Sniffer dogs at Customs aren't trained to detect it, and ASADA doesn't bat an eyelid if our athletes have kilos of it mailed to their homes. Protein has become the preferred performance enhancer of the masses. But why protein supplements? And do we really need them?
From the chunky to the chiselled, we're conditioned to believe protein supplements are a requirement. If you want to get huge, it's a badge of honour to be seen banging down protein shakes and bars, sprinkled with a little bit of creatine.
But before you go out buying that five-kilo tub of protein powder, there are four important questions you should consider:
1. Why does your body need protein?
Protein is required to build new cells. Every cell and organ in your body needs protein. Muscle, skin, hair, bone, and connective tissue contains protein. To live and function properly, your body needs protein.
2. How much protein do you need in a day?
It's been reported by American and Australian health bodies, along with the World Health Organisation, that men and women require approximately 0.8g of protein per 1kg in body weight. Therefore, an 80kg man requires approximately 64g of protein per day, and a 60kg woman requires 48g per day.
3. Do you know how much protein is in the food you eat?
Recently, I saw a guy in his gym clothes and gym-branded backpack, holding a double burger in one hand and a protein drink in the other hand. I didn't have the nerve to ask him why he needed to wash down that protein with more protein. If you are going to supplement your diet, you should first understand how much protein is in the food on your plate.
A 250g portion of salmon, steak, chicken or pork loin all contain between 50g to 60g of protein.
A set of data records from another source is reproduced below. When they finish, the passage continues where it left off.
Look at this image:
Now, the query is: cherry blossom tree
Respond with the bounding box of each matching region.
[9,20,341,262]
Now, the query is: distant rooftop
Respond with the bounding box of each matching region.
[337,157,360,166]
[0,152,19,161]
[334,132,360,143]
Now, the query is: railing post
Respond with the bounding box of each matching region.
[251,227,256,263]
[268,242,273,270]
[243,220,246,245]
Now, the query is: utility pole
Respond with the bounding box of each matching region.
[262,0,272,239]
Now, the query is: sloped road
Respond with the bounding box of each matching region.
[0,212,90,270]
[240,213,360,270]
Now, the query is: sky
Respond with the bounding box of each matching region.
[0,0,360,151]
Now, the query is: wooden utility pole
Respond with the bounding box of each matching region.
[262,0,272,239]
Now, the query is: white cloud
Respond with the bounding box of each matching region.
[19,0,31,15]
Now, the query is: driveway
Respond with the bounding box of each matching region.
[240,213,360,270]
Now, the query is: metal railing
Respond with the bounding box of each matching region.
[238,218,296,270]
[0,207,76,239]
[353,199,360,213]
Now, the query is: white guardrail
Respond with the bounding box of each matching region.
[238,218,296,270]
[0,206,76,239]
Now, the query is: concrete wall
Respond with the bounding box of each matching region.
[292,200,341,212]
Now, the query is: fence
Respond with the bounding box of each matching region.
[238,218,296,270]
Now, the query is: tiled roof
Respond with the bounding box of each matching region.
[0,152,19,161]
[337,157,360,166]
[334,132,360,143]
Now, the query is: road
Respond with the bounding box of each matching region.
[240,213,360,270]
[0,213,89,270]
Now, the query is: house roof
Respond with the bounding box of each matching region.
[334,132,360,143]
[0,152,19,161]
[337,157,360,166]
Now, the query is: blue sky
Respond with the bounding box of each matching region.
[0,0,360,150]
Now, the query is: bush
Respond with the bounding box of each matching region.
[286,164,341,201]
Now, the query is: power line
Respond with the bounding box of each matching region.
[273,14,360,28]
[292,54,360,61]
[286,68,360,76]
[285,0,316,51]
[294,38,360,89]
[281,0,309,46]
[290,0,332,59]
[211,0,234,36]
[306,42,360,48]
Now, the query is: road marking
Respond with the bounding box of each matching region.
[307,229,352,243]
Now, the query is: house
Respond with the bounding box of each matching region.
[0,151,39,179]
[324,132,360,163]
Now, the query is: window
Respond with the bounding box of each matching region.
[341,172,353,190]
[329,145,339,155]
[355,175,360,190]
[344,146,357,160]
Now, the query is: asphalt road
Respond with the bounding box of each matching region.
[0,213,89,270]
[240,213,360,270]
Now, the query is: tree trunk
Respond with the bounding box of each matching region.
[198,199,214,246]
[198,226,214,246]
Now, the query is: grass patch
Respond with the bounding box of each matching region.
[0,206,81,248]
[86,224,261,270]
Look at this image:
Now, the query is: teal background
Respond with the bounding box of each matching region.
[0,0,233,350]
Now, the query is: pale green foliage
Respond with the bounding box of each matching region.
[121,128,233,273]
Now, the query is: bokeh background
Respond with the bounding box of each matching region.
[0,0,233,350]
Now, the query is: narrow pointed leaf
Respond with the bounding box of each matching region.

Three eggs contain 20g of protein, and a cup each of milk and quinoa (a gluten-free plant-based protein) contain 9g and 8g respectively.
Like your food a bit faster? A Bacon & Egg McMuffin contains 16g. A Double Whopper with Cheese (55g), three KFC Original Recipe Thighs (62g), and a Domino's BBQ Meat Lover's Pizza (77g) all contain a lot of protein.
Fresh, fast, or a combination of both … if you live in a Western country, you're most likely hitting your required protein intake every day, week, and year.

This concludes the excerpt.